Researchers at Stanford University and the University of California, Berkeley conducted a study on OpenAI's AI chatbot, ChatGPT, and found that its latest model has been experiencing a decline in its ability to provide accurate answers over several months. The study compared the performance of ChatGPT -3.5 and ChatGPT-4 models in solving mathematical problems, answering sensitive questions, writing code, and performing spatial reasoning tasks. Surprisingly, ChatGPT-4's accuracy in identifying prime numbers dropped from 97.6% in March to a mere 2.4% in June.

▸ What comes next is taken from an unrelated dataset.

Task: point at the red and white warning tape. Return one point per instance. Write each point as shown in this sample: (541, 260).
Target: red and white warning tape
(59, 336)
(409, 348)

In contrast, earlier versions of GPT-3.5 models showed improvements in prime number identification during the same period. Furthermore, both ChatGPT models experienced a substantial deterioration in their ability to generate new lines of code between March and June. The researchers also observed changes in The chatbot's responses to sensitive questions, where the latest models became more succinct in declining to answer, with some examples showing a focus on race and gender.
The researchers highlighted the need for continuous monitoring of the quality of AI models, as the behavior of the "same" large language model service can change dramatically in a relatively short period. To ensure that chatbots remain up to date, the study suggests implementing monitoring analytics for users and companies that rely on AI services as part of their workflows. OpenAI has recently announced plans to create a team dedicated to managing the risks associated with super intelligent AI systems, which they expect to establish within the next decade.